After two weeks of consistently refusing to go to school without my father literally dragging me there, my parents allowed me to transfer to the alternative high school. It was a 45 minute bike ride for me to get there, but what did I care if I got to school sweaty and out of breath with no hope of being able to make myself look decent before class? I didn’t have anyone to impress, not even myself.

The only stipulation was that I had to move in with my weird Aunt Nettie on the outskirts of town. What did I care that she had 7 cats and drove what teenagers would lovingly refer to as a pedophile van? It was still a win-win situation for me. My parents wouldn’t have to avert their gaze and pretend they weren’t just talking about me when I enter a room, and Aunt Nettie could teach me how to be a cat lady when I grow up.

I celebrated my 16th birthday at the therapist’s office.

“Lana, you have officially made enough progress here that you don’t need to see me on a weekly basis anymore,” said Doc. “You can still see me whenever you have an issue, and I will be checking in with your Aunt periodically to make sure you are still doing well. I also want you to continue with your prescriptions, as you still show some signs of depression.”
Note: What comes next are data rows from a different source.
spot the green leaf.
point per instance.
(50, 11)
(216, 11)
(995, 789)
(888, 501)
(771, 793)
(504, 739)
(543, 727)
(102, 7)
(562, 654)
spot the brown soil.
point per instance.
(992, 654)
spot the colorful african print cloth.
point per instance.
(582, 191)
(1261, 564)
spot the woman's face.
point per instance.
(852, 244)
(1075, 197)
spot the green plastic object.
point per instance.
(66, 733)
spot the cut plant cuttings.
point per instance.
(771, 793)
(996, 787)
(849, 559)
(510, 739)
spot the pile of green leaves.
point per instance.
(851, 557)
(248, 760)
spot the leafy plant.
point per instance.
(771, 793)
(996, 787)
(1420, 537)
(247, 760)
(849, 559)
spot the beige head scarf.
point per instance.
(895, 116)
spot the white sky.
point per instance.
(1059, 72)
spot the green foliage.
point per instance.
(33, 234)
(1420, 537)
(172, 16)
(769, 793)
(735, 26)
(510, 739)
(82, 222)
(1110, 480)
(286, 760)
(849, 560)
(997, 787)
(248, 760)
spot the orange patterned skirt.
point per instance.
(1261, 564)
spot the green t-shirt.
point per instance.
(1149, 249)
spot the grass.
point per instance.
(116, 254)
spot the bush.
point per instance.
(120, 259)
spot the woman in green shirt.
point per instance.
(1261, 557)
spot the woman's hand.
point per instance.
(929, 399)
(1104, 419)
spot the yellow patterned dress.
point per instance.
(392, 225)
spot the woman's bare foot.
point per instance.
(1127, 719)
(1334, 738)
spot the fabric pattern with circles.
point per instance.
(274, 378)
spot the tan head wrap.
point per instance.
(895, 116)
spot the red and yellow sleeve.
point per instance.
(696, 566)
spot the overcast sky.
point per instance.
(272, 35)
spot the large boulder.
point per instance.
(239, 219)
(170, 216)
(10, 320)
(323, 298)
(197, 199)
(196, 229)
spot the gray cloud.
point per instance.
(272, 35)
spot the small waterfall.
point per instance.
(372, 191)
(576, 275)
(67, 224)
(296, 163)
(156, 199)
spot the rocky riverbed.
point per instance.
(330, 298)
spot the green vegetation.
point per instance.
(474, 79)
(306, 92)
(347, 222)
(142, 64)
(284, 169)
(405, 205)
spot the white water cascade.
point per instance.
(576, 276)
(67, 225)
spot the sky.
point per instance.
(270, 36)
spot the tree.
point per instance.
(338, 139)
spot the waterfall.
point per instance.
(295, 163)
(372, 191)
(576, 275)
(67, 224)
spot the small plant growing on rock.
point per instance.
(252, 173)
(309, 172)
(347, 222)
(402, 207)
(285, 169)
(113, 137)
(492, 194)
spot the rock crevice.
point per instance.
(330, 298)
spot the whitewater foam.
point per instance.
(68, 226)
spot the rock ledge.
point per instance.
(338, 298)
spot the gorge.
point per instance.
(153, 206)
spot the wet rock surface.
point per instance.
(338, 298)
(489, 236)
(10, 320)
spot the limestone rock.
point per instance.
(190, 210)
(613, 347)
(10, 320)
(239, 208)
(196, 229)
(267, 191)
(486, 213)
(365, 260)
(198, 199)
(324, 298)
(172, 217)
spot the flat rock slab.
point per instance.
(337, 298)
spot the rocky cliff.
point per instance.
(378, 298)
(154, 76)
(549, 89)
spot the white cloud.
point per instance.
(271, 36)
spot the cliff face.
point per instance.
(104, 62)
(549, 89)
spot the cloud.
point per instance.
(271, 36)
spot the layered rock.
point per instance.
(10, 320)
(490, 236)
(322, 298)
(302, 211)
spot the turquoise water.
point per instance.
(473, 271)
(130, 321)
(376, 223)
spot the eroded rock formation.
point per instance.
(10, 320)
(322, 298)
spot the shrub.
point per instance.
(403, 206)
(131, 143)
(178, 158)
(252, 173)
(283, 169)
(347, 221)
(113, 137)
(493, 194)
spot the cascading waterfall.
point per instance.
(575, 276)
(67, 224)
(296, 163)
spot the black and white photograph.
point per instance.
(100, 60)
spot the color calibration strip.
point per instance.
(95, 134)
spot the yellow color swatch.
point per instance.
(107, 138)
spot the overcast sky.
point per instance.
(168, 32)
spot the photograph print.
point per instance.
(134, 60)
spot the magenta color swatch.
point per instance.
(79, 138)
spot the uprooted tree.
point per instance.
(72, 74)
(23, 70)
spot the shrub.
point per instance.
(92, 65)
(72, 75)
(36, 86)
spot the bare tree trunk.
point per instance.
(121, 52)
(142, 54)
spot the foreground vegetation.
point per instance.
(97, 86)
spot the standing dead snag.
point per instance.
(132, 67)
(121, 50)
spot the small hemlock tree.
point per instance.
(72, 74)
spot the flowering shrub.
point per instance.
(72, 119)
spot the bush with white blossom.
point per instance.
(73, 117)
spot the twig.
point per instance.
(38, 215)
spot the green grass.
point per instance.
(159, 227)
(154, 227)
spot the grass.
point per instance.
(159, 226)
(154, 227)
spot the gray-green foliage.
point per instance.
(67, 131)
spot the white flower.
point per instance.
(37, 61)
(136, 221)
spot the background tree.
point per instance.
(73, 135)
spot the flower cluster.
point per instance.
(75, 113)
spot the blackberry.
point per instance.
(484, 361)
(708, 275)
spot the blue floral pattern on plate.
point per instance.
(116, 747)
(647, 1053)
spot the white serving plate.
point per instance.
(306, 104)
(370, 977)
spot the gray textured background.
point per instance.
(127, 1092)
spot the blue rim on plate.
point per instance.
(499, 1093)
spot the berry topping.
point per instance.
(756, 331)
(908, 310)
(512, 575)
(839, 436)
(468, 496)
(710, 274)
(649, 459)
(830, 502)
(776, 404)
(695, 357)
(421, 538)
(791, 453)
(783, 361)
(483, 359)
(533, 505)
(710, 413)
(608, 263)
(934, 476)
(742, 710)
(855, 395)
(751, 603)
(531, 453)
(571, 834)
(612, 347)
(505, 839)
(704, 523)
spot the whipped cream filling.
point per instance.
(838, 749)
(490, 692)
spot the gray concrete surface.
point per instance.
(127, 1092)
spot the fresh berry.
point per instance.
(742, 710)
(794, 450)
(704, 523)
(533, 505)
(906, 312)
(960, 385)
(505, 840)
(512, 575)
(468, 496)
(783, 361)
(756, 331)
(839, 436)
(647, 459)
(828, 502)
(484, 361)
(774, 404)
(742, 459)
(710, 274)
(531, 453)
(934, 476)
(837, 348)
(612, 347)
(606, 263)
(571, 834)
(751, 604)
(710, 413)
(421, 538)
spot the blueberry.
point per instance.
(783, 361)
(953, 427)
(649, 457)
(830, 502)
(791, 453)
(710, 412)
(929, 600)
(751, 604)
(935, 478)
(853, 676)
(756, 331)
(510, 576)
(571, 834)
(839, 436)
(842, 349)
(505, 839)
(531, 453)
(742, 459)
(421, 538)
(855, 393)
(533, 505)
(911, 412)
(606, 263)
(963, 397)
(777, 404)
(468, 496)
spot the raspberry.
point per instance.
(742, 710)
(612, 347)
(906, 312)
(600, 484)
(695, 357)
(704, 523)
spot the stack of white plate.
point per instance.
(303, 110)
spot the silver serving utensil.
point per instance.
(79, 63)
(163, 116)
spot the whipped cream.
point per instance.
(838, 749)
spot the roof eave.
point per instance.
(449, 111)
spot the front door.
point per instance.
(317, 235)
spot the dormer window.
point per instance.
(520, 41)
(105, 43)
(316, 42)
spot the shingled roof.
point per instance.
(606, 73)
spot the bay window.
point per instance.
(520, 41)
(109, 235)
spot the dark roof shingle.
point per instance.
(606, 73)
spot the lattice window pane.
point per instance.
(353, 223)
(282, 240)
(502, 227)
I wanted to roll my eyes. I wanted to show him what my middle finger looked like. I wanted to spit out, “Of course I’m depressed, I’m a fucking teenager.” But 6 months of hell had taught me to keep my mouth shut, smile, and nod.

Once in Aunt Nettie’s van, I handed her my prescriptions for duloxetine and trazodone.

She pushed her thick glasses up on her nose like that would help her see better. “According to that idiot not only are you severely depressed, but you’ve got some serious anxiety disorders going on. I never trusted those head doctors who think they can fix a broken heart with dope. What you need is someone to love you, and listen to you when you need help.” She crumpled up the paper and chucked it into the back seat. “You’re free now, kid. What do you want to do?”

A small smile touched my lips for the first time in ages. “Can I drive?”